Il s’agit ici aussi de s’interroger sur les liens complexes entre le monde, l’art et la pensée qui précisément nous dévoile leur complexe commerce. Non, pour autant, que l’art soit ici ancillarisé, instrumentalisé, que la forme soit transitivée. Quand bien même l’autonomie de l’art est ici repensée, c’est toujours l’indirection, le paradoxe, la force figurale de l’art qui opèrent comme autant de leviers pour ébranler l’architecture du sens. Encore est-ce là une conception des puissances de l’art qui reste inféodée à une vision instrumentale des pratiques esthétiques, alors que précisément l’art, lorsqu’il se fait lecteur du monde, se fait aussi objecteur, objecteur de conscience, objecteur de formes rebelles.
Peut-être les rapports entre l’art, le monde et la théorie ne sont-ils jamais aussi complexes que dans le cas des arts visuels.
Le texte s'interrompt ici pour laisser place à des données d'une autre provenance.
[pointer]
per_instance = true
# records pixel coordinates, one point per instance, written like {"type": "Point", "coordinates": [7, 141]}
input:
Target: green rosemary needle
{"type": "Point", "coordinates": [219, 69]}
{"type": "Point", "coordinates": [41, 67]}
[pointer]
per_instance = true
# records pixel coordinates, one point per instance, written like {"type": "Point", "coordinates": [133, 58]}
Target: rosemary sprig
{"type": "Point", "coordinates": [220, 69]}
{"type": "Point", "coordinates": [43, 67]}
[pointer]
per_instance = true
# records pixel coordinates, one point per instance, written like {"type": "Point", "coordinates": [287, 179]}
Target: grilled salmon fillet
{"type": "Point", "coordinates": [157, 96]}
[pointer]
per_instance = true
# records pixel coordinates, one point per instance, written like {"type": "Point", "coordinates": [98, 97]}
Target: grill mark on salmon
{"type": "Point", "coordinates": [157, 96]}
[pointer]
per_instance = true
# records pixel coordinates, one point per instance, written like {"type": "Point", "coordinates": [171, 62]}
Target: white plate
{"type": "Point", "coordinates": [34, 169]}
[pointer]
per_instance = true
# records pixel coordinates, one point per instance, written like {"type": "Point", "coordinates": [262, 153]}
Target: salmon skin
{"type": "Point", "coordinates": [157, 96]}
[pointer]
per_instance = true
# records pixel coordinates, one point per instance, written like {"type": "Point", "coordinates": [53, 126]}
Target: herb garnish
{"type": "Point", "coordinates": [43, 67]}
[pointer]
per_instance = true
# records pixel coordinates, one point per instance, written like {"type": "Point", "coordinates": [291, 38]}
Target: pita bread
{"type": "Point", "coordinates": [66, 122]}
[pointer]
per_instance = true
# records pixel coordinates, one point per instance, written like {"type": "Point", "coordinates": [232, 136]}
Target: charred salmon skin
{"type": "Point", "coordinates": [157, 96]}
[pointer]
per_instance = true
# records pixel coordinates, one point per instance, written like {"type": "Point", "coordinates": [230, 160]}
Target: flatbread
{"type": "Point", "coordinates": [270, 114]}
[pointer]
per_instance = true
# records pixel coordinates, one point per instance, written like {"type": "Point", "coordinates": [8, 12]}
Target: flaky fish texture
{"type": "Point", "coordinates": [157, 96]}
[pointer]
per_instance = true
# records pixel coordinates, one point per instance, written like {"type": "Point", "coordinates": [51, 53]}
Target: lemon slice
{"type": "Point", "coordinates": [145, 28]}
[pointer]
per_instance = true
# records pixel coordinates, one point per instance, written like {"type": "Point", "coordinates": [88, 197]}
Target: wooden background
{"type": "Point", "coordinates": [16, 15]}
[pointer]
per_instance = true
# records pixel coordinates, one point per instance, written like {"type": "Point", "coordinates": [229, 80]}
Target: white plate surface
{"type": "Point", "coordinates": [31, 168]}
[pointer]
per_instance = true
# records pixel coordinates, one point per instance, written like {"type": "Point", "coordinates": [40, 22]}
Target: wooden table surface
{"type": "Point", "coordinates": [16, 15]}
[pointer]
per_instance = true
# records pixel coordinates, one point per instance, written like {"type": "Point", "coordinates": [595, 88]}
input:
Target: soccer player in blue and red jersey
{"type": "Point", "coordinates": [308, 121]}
Il a donc semblé utile d’étendre notre exploration des liens entre théorie et littérature, à la théorie des images et de faire une place à la pensée féconde de W. J. T. Mitchell. Dans son exploration de l’encodage culturel de l’espace, c’est notre capacité de lecture, notre capacité à lire les régimes de discours contre eux-mêmes, à retourner les processus de naturalisation des représentations qui est en jeu et devient central à tout geste théorique et esthétique. Et c’est ce même désenchantement de la doxa et le réenchantement de la critique qui est à l’œuvre dans « l’éco-poétique ».
Cette défense de la lecture critique, au sens le plus fort et exigeant du terme, est aujourd’hui une revendication partagée par tous ceux qui voient dans la théorie une force de questionnement et non une machine à produire des grilles de lecture, lits de Procuste forçant les œuvres à se plier à un discours normé indéfiniment reproductible. Là est sans doute la contradiction la plus âpre à laquelle la théorie se voit confrontée, une contradiction qui veut que pour rester fidèle à sa force de questionnement, la théorie se refuse, en quelque sorte, à toute généralisation, qu’elle résiste à la tentation d’élaborer des schèmes interprétatifs déplaçables à l’infini, qu’elle s’invente contre son propre désir de traductibilité. C’est dans une exigeante attention à la spécificité de ses objets d’étude, dans le souci du grain du texte, dans la rencontre avec la particularité irréductible des textes, des œuvres, des systèmes de représentation, des concepts, que peut se manifester la pertinence des croisements déroutants et féconds entre art et théorie. Aux confins du connu et de l’intempestif, à ce moment imprévu où la pensée à l’œuvre « bursts the circumference of the reader’s mind » (Shelley, « A Defence of Poetry »).